Last Minute Hurricane Tips

Here we are, hunkered down in New York City, waiting for Sandy to come through.

It is kind of pleasant right now; low key, nothing urgent to do. We have power and water, and enough food to keep us going for a few days, assuming it doesn’t all spoil before we can eat it.

When Hurricane Irene was expected, we stocked up with all the essentials. Somehow, seeing the long grocery lines, I was compelled to buy all kinds of things we normally wouldn’t eat. Pretzels, chips and crackers seemed to be important pantry staples, since they didn’t spoil and didn’t need to be cooked. They also didn’t need to be eaten.

The thought of several days without being able to go out, or obtain fresh food is daunting, but I don’t think we will be driven to eating only processed carbs for survival.

I am determined to get through this hurricane without wrecking havoc on my waistline.

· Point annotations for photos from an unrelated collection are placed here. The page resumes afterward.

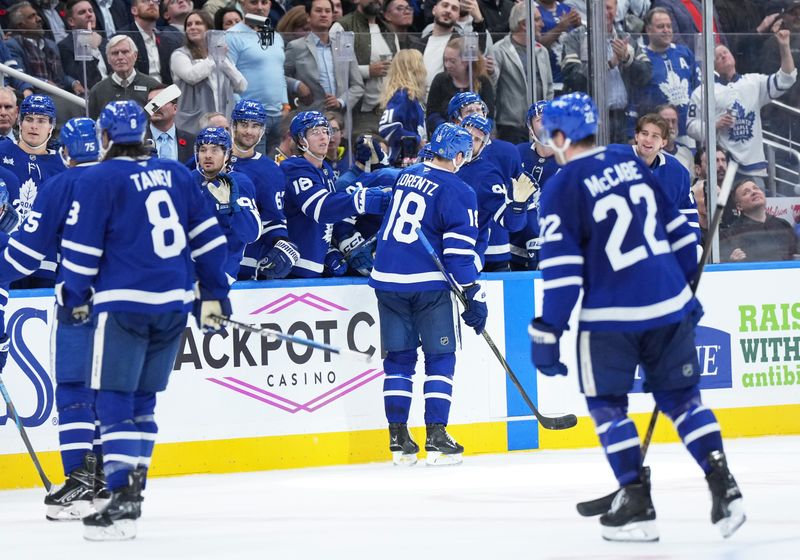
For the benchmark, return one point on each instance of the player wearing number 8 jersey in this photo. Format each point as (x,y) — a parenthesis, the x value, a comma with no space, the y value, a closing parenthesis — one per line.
(138,235)
(608,228)
(414,303)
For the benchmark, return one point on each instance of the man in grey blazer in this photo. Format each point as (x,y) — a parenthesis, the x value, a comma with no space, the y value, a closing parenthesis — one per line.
(310,59)
(511,93)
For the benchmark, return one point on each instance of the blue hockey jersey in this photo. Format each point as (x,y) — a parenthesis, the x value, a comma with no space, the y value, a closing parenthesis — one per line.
(35,243)
(446,209)
(312,207)
(269,183)
(240,228)
(608,228)
(134,230)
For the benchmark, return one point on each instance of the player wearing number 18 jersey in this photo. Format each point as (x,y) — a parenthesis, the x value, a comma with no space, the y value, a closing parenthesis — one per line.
(608,228)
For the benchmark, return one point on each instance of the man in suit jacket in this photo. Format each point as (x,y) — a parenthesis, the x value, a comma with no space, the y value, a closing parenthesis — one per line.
(169,142)
(80,15)
(310,59)
(511,92)
(155,46)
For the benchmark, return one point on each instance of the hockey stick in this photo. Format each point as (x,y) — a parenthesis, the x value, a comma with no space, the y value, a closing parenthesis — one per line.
(599,506)
(549,423)
(269,333)
(12,411)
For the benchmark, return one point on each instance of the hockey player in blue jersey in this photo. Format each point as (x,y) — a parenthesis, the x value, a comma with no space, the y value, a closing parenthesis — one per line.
(230,196)
(312,204)
(137,237)
(272,255)
(609,229)
(33,163)
(34,242)
(497,211)
(414,303)
(539,162)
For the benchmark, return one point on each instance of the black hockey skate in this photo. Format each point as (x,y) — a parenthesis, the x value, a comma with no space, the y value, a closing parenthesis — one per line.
(442,449)
(117,522)
(72,500)
(632,517)
(404,449)
(727,509)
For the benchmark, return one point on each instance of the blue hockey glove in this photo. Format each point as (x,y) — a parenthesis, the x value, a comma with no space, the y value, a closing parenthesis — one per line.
(4,344)
(9,218)
(374,200)
(476,312)
(205,313)
(279,260)
(545,350)
(226,194)
(335,263)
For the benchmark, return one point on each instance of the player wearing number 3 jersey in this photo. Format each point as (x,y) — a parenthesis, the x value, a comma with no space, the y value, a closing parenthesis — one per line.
(414,302)
(135,226)
(608,228)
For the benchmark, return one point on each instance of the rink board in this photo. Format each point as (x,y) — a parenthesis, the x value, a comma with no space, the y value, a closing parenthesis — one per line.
(238,403)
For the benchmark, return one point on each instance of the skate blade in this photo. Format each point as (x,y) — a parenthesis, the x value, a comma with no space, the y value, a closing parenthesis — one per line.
(728,525)
(439,459)
(404,459)
(120,530)
(73,512)
(638,531)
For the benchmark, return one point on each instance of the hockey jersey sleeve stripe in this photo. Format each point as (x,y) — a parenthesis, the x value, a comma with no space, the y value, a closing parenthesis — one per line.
(24,249)
(676,223)
(408,278)
(213,244)
(202,226)
(560,261)
(641,313)
(460,237)
(562,282)
(141,296)
(78,269)
(81,248)
(13,262)
(683,242)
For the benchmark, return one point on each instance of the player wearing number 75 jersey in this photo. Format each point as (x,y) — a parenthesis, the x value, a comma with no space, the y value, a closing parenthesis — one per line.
(414,302)
(138,235)
(608,228)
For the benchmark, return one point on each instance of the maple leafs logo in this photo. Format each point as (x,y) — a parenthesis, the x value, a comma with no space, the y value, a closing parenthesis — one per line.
(675,89)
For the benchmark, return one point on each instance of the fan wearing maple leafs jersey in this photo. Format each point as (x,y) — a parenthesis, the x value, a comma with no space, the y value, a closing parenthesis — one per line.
(32,163)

Here are a few tips for diet friendly eating during a potential power outage:

Wash all vegetables now, while you still have water, and if possible, cut them and place them in storage bags in the refrigerator. That way there are always healthy salads or snacks to be eaten.

 

Wash whole fruit and put them into a big bowl somewhere accessible.

 

Nuts are high in protein and don’t require refrigeration or cooking to eat.

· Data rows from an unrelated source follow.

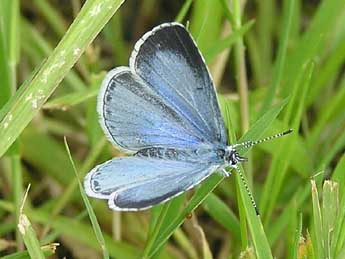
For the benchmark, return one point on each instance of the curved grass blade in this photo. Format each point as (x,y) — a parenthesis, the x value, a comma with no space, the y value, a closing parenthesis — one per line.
(210,184)
(90,211)
(91,19)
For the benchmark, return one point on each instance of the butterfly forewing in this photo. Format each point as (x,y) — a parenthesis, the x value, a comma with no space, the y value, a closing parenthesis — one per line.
(135,117)
(170,62)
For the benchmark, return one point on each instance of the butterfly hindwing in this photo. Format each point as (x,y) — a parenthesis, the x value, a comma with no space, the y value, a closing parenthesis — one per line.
(135,183)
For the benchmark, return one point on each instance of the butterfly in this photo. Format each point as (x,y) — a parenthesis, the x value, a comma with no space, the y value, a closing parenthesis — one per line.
(163,108)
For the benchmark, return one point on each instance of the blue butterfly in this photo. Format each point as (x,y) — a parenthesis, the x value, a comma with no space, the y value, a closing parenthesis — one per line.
(164,109)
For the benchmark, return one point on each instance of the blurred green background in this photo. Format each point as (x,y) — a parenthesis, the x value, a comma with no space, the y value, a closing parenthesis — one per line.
(276,65)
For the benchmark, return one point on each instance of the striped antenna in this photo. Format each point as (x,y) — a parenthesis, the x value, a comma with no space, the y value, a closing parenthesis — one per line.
(248,144)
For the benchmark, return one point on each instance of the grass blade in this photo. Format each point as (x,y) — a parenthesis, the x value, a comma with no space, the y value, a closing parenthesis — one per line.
(91,19)
(90,211)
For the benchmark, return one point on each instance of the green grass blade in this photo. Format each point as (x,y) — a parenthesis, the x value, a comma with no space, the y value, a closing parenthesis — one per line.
(226,42)
(317,217)
(183,11)
(298,236)
(29,236)
(279,166)
(280,62)
(204,190)
(222,214)
(48,250)
(90,211)
(83,30)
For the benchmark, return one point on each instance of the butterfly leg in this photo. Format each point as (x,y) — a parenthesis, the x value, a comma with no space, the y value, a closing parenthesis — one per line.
(224,172)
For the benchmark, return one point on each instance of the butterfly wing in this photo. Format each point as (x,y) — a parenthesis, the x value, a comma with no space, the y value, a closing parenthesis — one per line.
(134,117)
(168,59)
(136,183)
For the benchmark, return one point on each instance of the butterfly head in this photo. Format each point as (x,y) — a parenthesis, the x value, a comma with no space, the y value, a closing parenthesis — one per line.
(232,157)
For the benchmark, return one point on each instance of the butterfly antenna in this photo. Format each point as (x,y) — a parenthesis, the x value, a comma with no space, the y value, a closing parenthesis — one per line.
(248,192)
(248,144)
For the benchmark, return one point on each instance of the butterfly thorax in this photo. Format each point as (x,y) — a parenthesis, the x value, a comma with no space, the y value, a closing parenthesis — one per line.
(184,154)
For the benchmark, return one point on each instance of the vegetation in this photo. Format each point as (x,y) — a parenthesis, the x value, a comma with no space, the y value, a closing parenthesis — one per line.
(276,64)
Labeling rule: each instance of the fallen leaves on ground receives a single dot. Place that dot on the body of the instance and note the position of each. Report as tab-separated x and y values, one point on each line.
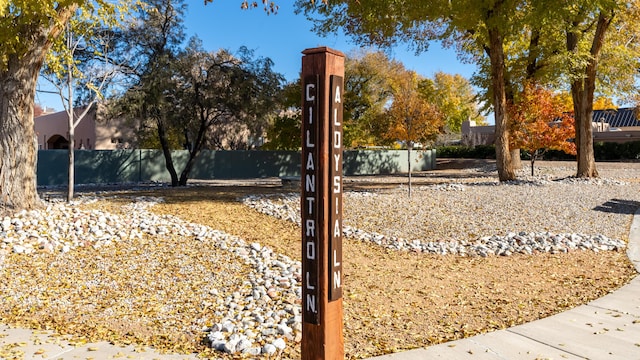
151	291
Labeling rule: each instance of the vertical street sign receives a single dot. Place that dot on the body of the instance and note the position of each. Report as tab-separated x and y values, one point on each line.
321	204
335	170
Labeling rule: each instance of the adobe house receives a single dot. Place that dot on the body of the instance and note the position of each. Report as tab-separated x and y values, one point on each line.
614	125
52	132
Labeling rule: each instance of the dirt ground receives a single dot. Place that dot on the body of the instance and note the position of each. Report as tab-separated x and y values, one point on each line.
392	301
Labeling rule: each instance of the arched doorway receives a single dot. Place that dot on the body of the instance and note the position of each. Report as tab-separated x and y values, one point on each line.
57	142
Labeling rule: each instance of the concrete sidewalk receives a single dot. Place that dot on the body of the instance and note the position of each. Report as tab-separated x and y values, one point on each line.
607	328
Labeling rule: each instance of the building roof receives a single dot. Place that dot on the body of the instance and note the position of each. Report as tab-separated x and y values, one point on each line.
622	117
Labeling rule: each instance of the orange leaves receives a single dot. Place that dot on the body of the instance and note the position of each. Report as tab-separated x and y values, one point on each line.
538	123
412	118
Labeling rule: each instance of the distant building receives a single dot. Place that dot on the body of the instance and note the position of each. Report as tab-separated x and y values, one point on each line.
615	125
52	132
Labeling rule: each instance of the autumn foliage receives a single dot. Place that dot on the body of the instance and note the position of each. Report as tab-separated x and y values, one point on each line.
538	123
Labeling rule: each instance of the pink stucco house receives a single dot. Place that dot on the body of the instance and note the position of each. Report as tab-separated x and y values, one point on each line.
52	132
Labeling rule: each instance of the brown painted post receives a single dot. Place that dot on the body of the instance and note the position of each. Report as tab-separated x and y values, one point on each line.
321	204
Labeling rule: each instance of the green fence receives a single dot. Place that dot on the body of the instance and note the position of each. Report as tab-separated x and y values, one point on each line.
131	166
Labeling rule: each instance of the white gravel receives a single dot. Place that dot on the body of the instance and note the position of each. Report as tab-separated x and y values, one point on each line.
473	216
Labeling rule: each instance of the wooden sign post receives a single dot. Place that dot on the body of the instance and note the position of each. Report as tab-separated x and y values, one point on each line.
321	204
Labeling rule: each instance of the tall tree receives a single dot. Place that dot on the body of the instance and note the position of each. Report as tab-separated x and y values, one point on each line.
369	81
27	31
538	123
473	24
217	91
154	42
82	62
455	97
411	118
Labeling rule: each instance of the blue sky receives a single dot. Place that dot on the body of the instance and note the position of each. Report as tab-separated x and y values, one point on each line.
283	37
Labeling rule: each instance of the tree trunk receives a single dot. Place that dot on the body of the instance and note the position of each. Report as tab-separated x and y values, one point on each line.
168	159
71	127
18	141
515	159
533	163
18	79
503	156
582	92
409	146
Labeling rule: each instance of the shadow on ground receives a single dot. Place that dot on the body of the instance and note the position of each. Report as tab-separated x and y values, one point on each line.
619	206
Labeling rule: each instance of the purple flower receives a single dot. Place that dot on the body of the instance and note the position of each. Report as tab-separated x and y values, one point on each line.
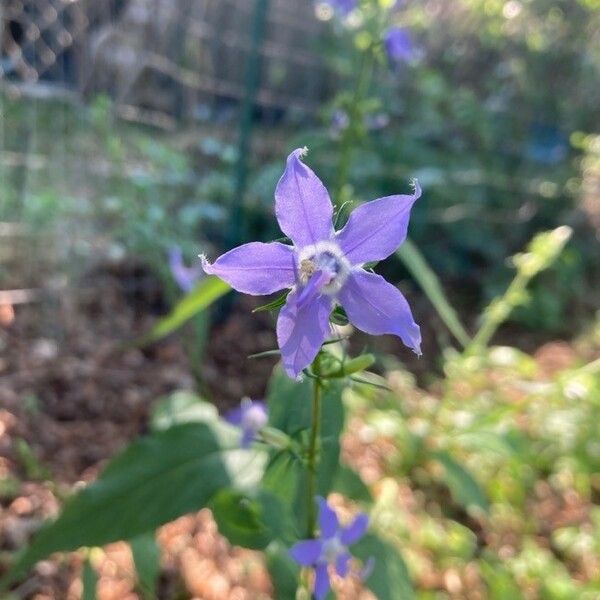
330	548
250	417
344	7
398	45
185	277
324	267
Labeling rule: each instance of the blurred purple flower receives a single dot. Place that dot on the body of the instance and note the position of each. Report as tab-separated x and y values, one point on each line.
185	277
323	266
330	548
251	416
344	7
398	45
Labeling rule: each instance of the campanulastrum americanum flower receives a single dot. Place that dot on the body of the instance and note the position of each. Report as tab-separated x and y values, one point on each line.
324	267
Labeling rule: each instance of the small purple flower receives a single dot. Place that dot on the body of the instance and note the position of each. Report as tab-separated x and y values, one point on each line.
250	417
398	45
185	277
324	266
330	548
344	7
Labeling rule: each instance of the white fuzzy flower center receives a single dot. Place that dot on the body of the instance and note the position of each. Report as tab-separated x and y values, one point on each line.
254	418
328	258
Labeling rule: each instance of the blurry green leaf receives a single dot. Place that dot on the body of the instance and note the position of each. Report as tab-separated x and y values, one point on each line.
153	481
146	557
283	570
485	441
349	483
90	581
499	581
417	265
282	476
289	402
182	407
200	298
390	579
250	521
464	488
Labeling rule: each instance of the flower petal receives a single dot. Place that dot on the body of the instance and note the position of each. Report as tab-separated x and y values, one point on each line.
342	565
355	530
377	307
301	330
375	229
302	204
256	268
306	552
322	584
328	521
247	438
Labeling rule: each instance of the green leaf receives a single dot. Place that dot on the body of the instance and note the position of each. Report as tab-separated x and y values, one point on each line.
208	291
289	402
290	410
251	521
349	483
155	480
283	570
146	557
390	579
463	486
274	305
89	580
182	407
417	265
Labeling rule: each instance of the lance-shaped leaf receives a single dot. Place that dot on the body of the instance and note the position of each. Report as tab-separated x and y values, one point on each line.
207	292
155	480
389	578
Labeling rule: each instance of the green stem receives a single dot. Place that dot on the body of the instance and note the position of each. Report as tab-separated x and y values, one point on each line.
497	313
355	115
311	488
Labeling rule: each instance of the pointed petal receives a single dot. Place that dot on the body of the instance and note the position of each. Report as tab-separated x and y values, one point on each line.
377	307
342	565
355	530
328	521
256	268
248	436
301	330
375	229
306	552
302	204
322	584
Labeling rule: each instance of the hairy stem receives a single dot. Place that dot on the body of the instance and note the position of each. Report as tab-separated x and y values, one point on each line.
355	115
311	488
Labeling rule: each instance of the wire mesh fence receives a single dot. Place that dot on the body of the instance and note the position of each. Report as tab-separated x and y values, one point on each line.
161	59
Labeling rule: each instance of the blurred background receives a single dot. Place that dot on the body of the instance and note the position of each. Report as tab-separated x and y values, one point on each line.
136	134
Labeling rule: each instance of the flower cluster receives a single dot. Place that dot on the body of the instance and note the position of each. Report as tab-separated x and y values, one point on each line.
324	267
330	548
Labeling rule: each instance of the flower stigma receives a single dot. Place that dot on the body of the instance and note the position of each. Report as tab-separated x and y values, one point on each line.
327	259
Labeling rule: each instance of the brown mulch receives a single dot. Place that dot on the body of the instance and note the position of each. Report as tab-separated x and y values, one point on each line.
74	391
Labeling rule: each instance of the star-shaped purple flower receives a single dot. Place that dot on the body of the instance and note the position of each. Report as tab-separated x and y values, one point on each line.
324	267
185	277
330	548
251	416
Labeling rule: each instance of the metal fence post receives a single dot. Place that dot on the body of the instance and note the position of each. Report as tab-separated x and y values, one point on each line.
251	87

They are high calorie, so eat them sparingly.

 

Canned tuna fish is another good choice. Just make sure you have a hand held can opener on hand.

 

I have made lots of pureed vegetable soups in the last few weeks, and have them frozen in small containers. If the electricity goes out, I can eat these as they start to thaw, since we have a gas stove.

 

Freeze zip lock bags of water to be used later to keep perishables fresh. I always have fat free Greek yogurt and cottage cheese on hand, and placing them in a bucket or cooler with icepacks will keep them edible for several hours, should the power go out.

 

Keeping the door to the freezer firmly closed will keep food fresh for 24 – 48 hours, depending on how full it is. The fuller the freezer, the longer it will take to thaw. Just be sure to fully cook and eat the food as quickly as possible. Once food has thawed, DO NOT REFREEZE IT.
Place a thermometer in your refrigerator to be sure that it stays above 40 degrees. If the temperature rises above that, food becomes unsafe to eat.

 

Fill your bathtubs with water, so that you can use it to flush toilets, or wash hands. Be sure to have hand sanitizer, and baby wipes for basic hygiene purposes.

 

The wind just kicked up outside my window. I’m off to blow-dry my hair and run the vacuum before it’s too late! Stay dry and stay safe east coast!